Pour atteindre l’objectif de 50 % de nucléaire dans le mix électrique français, Nicolas Hulot, ministre de la Transition écologique et solidaire, juge qu’il faudra arrêter jusqu’à 17 réacteurs sur les 58 que compte le parc français.

Le jeudi 6 juillet, certaines associations s’étaient émues que le ministre de la transition écologique et solidaire, Nicolas Hulot, soit passé un peu vite sur le sujet nucléaire lors de la présentation de son plan climat. Il avait simplement assuré que son objectif est de réduire la part du nucléaire de 75 % à 50 % à l’horizon 2025 comme prévu par la loi de transition énergétique.
L’ancien animateur a rectifié le tir, lors d’un entretien sur RTL le 10 juillet, en affirmant qu’il fermerait jusqu’à 17 réacteurs. "Chacun peut comprendre que pour tenir cet objectif, on va fermer un certain nombre de réacteurs (…). Laissez-moi planifier les choses, ce sera peut-être jusqu’à 17 réacteurs, il faut qu’on regarde", explique-t-il (voir vidéo ci-dessous à partir de la 11e minute).

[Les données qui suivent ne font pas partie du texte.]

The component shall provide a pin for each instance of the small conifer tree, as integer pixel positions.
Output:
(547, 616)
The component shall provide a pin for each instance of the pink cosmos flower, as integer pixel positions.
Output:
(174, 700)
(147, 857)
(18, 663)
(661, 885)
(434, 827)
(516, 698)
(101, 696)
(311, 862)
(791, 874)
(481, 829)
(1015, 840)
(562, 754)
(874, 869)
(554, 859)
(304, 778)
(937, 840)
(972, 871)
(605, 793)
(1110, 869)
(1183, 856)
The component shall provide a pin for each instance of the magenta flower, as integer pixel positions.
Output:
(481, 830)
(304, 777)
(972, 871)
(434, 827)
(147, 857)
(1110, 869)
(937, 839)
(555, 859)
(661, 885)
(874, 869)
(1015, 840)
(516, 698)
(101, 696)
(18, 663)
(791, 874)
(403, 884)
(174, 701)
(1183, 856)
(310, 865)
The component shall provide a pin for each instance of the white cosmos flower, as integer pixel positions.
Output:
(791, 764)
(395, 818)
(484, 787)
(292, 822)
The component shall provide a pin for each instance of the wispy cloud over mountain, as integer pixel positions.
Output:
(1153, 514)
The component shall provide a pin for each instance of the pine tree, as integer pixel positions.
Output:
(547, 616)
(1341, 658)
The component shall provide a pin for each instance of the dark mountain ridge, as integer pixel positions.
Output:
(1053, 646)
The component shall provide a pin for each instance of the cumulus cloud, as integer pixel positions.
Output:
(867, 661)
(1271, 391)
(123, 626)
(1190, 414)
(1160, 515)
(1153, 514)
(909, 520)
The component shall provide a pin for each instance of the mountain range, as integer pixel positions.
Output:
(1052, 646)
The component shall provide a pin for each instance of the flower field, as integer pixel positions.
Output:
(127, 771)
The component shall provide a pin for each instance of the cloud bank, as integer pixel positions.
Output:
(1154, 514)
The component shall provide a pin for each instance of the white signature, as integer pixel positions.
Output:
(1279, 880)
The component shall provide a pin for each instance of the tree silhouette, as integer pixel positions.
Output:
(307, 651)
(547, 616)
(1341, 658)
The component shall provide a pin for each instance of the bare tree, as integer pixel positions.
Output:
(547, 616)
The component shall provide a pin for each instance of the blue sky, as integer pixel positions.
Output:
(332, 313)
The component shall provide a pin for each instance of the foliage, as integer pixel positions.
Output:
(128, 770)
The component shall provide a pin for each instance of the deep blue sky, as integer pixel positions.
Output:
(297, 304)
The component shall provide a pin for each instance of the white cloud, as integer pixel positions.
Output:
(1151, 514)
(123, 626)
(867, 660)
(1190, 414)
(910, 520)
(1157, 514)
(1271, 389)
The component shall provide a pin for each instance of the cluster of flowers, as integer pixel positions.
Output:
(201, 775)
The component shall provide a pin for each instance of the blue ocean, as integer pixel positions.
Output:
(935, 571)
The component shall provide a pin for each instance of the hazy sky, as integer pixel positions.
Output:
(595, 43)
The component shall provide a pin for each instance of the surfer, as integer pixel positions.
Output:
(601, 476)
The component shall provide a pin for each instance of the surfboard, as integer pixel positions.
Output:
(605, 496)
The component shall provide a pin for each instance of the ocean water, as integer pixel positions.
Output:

Pour l’instant, il ne pointe du doigt aucune tranche, précisant que "chaque réacteur a une situation économique, sociale et même de sécurité très différente". Lors de la présentation du plan climat, il expliquait déjà : "Je dois identifier avec mes services quels réacteurs on va fermer, en fonction de critères de sécurité, de critères sociaux et économiques. Cela ne se décide pas sur un coin de table".
Une estimation cohérente avec celle de la Cour des comptes
Les associations écologistes comme France Nature Environnement (FNE) se réjouissent d’avoir enfin "du concret" à se mettre sous la dent, même si l’ONG parle plutôt de 20 à 30 réacteurs à fermer sur les 58 que compte la France. De son côté, le réseau Sortir du nucléaire souhaite que le nombre de 17 réacteurs soient un minimum.

L’annonce du ministre se rapproche plutôt de l’estimation de la Cour des comptes. "A hypothèses constantes de consommation et d’exportation d’électricité à cet horizon, [l’objectif de la loi de transition énergétique] aurait pour conséquence de réduire d’environ un tiers la production nucléaire, soit l’équivalent de 17 à 20 réacteurs", estimaient les sages de la rue Cambon dans un rapport de février 2016.
Reste que le ministre va devoir suivre un vrai parcours du combattant. François Hollande et ses différents gouvernements s’étaient engagés sur la fermeture des deux réacteurs de la centrale de Fessenheim (Haut-Rhin) pour fin 2016 puis pour début 2017. A l’issue d’un bras de fer intense avec EDF et avec les partenaires sociaux, la centrale alsacienne fonctionne encore. Elle devrait s’arrêter au mieux en 2019 en contrepartie d’une indemnité financière de 446 millions d’euros.